The goal of sessioncheck is to provide simple tools that can be called at the top of a script, and produce warnings or errors if it detects signs that the script is not being executed in a clean R session. The intended user for sessioncheck is a beginner or intermediate level R user who wants to take reasonable precautions to ensure that their analysis scripts execute reproducibly, but is not looking for a full-featured solution that might require substantial time investment to learn and deploy.
Who is this for, and why?
A common practice when writing R scripts is to include a snippet of
code like rm(list = ls()) at the top of the script. The
reason people do this is for reproducibility purposes, to ensure that
the script is run in the context of a “clean” R session. Unfortunately,
while the goal is a good one the solution is not. The problem with this
approach is that the only thing it does is remove objects from the
global environment. If your goal is to ensure that the R session is
clean, this isn’t sufficient. The reason it’s not enough is that the
state of an R session is defined by a lot of different things,
and the objects in the global environment form a very small part of that
state. Yes, using rm() to clear the global environment will
“clean” this specific aspect to the R session state, but it has no
effect on any of the other things. What’s worse, the rm()
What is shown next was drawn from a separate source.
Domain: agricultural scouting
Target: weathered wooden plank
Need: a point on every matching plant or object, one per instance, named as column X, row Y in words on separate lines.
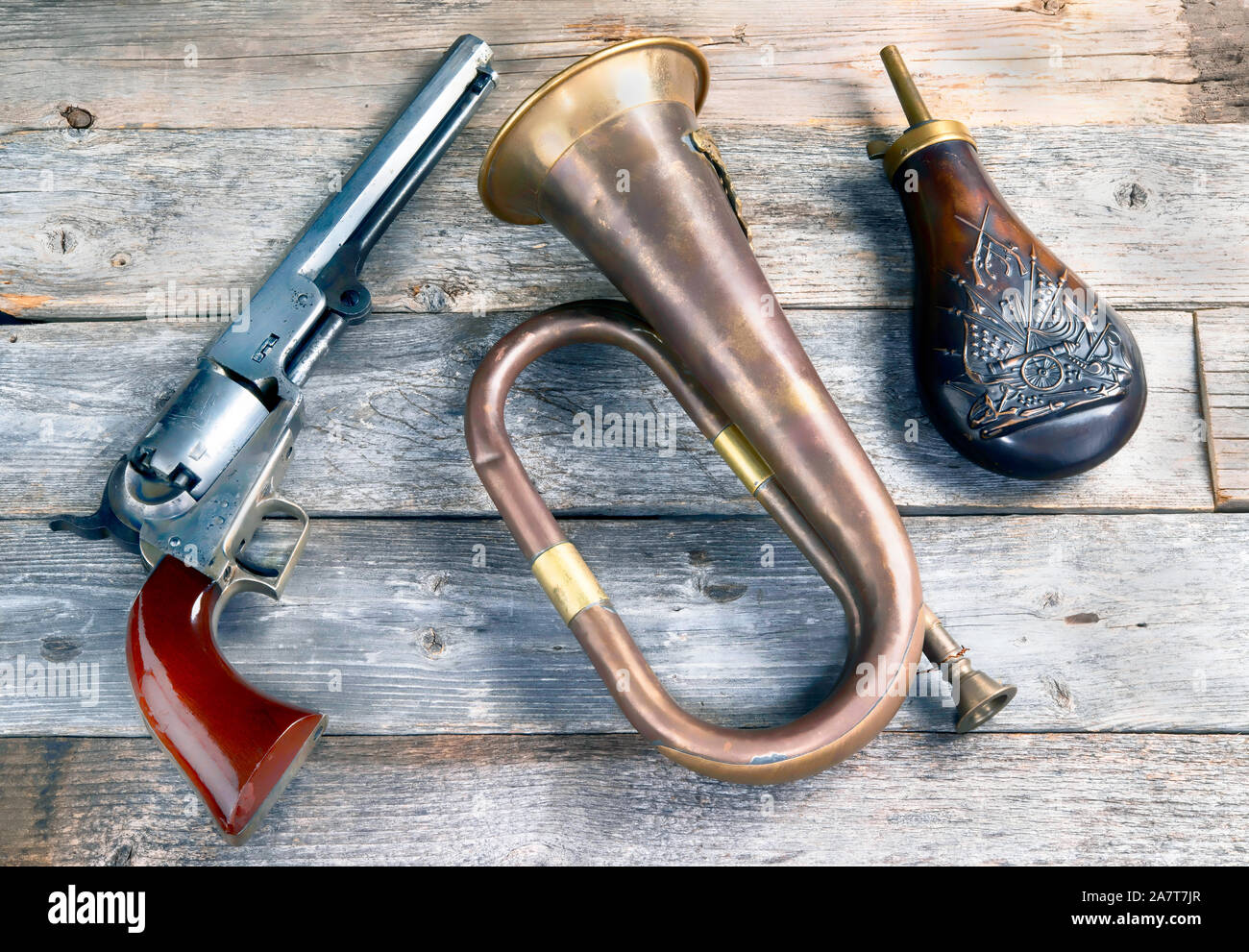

approach can create false confidence: if users rely on rm()
as an “automated” method for cleaning the session state, they may end up
executing scripts in a profoundly irreproducible way, never noticing
that something bad has happened. This is, to put it mildly, not
ideal.
One of the reasons this problem is painful in real life is that it requires a certain level of sophistication to force a script to execute in a precisely controlled environment. There are some very powerful tools pitched at the expert user – e.g., docker, targets, and renv – that you can use to execute scripts in a reproducible way. There are not as many options for beginners or intermediate level R users.
Because of this, a better practice is to restart the R
session immediately before running the script. By running the
script in a fresh R session, you’re much less likely to encounter these
issues. By exension, the reason for including a call to
sessioncheck() at the top of a script is to prompt
the user when potential issues are detected.
For additional background see the article on why session checking is useful.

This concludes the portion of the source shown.